とはいえ、何でもかんでも定款に盛り込んでしまうと、「何が目的の会社かわからない…」という事態になりかねません。
それぐらい大事な書類が会社定款なのです。
定款の事業目的違反した場合の罰則は特に無いのですが、事業目的以外の取引を行った場合、取引ができない事態も起こり得ます。

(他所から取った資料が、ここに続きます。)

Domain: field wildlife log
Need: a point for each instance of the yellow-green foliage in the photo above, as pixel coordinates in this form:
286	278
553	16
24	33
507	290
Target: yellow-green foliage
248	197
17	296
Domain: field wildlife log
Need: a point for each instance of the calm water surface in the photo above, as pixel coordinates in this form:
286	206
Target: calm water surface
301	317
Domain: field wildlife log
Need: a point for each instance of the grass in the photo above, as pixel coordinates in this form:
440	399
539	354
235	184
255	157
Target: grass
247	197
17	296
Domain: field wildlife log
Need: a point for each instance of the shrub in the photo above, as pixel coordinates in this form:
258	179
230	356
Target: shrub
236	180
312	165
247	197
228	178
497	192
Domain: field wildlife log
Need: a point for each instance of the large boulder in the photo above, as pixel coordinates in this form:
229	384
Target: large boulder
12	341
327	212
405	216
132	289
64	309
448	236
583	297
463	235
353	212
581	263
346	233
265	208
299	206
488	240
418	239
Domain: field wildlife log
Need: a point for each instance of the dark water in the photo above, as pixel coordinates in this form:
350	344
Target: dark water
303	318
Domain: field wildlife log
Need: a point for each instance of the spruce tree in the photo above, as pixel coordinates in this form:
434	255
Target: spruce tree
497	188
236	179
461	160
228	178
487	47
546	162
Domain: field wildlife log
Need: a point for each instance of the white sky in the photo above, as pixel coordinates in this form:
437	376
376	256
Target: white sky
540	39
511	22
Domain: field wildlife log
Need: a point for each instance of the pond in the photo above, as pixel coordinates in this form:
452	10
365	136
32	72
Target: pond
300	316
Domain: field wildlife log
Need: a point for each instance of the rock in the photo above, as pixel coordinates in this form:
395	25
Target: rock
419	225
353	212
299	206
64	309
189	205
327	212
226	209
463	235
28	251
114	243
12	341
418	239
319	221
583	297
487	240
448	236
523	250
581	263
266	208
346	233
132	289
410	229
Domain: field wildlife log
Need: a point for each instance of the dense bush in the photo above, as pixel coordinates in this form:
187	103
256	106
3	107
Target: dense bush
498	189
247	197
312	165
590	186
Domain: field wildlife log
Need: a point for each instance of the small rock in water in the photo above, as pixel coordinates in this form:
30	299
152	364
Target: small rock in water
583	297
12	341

違反をしないために将来を想定した事業目的にするのはもちろんですが、常に最新の情報に更新することも忘れないようにしましょう。
個人事業主は法人と比較して簡単
先ほどは法人設立について触れましたが、個人事業主の場合にはそんな面倒な手続きは必要ありません。
個人事業主は手続きが非常に簡単なのが特徴的です。
具体的には、個人事業主として登録するには所轄税務署に開業届を提出するだけになります。
しかも、手続きは無料です。
法人の場合には、会社設立するのにも解散するときにも費用がかるので大きく違いますね。
個人事業主は、会計処理や事業運営も法人に比べてコストや時間がかからないので、費用面で大きなメリットがあります。
法人の決算は複雑なので、税理士に頼むのが一般的ですが、個人事業主は「青色申告ソフト」などを使えば、自分で処理することもできます。
青色申告にすれば、最大65万円まで控除できるので、節税効果も高いですね。
副業する時に
- 法人化しようか?
- 個人事業主で開業しようか?
と迷っている場合は、まず個人事業主として開業することをおすすめします。
副業でも開業届けは必要?
副業をしている人の中には、「どのタイミングで開業届を出すのか?」と疑問に思っている人は多いはずです。
開業届けを出さなくても副業することはできるので、「そもそも開業届って必要なの?」と思ってしまいますよね?
「開業届けを出すと会社にバレてしまうのではないか」「副業で所得が20万円以下なら確定申告の必要がないので開業届けを出していない」という不安もあるはずです。
ここでは個人事業主が行う”開業届け”について解説していきたいと思います。
開業届けは提出する必要があるのか?
本業でも副業でも継続的な事業を始めた場合に「開業届け」は必要となります。
とはいえ、すぐに開業届けを提出しなくてはいけないわけではなく、収入が安定してから開業書類を提出する人が多いようです。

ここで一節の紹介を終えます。